O PDLJazz – Festival Internacional de Jazz de Ponta Delgada regressa ao Teatro Micaelense entre hoje e o próximo domingo.  Nesta segunda edição do festival, em que se mantém a ambição de firmar a presença do jazz na agenda da cidade e da ilha, o cartaz apresenta os concertos de Vânia Dilac & The Soulmates, de Elisa Rodrigues e de Sarah McKenzie.

Na noite desta sexta-feira, Vânia Dilac & The Soulmates trazem ao palco, em recortes

intimistas, as influências do blues, soul, gospel e jazz, onde sempre vão buscar a sua inspiração.

Vânia Dilac nasceu em Moçambique, filha de pai açoriano e de mãe africana.

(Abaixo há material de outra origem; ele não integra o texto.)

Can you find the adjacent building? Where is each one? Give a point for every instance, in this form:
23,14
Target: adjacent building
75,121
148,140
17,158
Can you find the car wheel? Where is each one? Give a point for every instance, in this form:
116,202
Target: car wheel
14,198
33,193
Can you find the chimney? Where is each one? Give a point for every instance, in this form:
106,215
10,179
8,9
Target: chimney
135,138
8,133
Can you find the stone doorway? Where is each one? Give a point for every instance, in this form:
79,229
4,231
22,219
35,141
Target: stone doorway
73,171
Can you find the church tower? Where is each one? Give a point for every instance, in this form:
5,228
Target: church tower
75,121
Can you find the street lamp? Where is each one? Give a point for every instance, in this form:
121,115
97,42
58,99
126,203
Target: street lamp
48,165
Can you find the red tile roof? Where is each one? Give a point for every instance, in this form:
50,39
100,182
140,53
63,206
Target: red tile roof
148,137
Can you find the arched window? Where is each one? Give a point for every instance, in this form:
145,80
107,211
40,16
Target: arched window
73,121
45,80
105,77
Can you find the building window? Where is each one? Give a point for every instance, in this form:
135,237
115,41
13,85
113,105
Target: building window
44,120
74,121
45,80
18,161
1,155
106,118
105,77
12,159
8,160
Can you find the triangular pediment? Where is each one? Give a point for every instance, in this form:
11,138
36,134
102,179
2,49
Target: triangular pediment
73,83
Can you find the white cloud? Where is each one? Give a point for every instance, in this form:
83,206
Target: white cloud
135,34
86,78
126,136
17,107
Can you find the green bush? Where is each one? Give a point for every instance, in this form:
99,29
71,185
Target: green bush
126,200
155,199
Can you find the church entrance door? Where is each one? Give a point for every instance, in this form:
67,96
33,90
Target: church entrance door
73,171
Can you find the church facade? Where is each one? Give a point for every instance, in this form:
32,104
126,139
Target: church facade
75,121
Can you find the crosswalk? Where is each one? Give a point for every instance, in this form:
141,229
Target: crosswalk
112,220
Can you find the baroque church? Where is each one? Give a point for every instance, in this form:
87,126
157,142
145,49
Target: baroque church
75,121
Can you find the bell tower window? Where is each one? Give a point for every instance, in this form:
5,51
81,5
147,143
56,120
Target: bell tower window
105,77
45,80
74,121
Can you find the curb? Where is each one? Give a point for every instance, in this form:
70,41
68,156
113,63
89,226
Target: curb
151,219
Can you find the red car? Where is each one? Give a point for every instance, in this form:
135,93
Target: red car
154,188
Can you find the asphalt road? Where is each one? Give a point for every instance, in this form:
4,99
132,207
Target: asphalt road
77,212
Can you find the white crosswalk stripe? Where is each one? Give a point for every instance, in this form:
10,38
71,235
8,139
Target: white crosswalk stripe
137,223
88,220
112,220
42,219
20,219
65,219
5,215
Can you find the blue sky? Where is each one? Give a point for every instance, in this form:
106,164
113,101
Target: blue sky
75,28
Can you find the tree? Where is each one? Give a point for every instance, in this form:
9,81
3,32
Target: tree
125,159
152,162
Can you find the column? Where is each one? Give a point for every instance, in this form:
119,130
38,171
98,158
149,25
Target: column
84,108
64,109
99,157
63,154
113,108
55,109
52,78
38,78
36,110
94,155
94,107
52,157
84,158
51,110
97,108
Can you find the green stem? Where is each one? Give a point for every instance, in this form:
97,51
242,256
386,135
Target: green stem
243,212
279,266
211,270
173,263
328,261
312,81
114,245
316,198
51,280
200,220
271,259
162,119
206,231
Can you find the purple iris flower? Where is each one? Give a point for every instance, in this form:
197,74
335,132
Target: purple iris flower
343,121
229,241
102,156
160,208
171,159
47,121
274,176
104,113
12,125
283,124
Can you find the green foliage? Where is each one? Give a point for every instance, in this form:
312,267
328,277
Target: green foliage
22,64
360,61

Aos três anos encontrou nos Açores a paixão pela música, onde pôde fundir todas as suas raízes, conferindo-lhe um canto cheio do calor e misticidade das terras que lhe deram origem.

Em palcos do mundo (Açores, Portugal, Estados Unidos, Canadá ou Espanha) e com os Soulmates, tem conquistado o coração de quem a ouve e vive a partilha que só a música proporciona. O concerto integra também a programação da temporada cultural 2022, da direção regional dos Assuntos Culturais.

No sábado, dia 25, Elisa Rodrigues estreia-se no palco do Teatro Micaelense com o seu último disco, “As blue as red” (2018), no qual arrisca a composição de grande parte dos temas. “Amor Perfeito” é o mais recente single e assinala o regresso às canções depois de, em 2020, ter chegado à final do festival da canção com “Não voltes mais”, música da sua autoria, cuja interpretação também defendeu.

O PDLJazz encerra no domingo com a cantora, pianista e compositora australiana Sarah McKenzie a liderar um quinteto muito especial que inclui duas estrelas da música brasileira: o guitarrista Romero Lubambo e o violoncelista Jaques Morelenbaum. Presença habitual ao lado dos compositores mais influentes da música popular brasileira, Lubambo e Morelenbaum são artistas criativos e não convencionais, que cruzam jazz, samba e tradição clássica com absoluta facilidade. O quinteto conta ainda com Geoff Gascoyne, no contrabaixo e Rafael Barata, na bateria.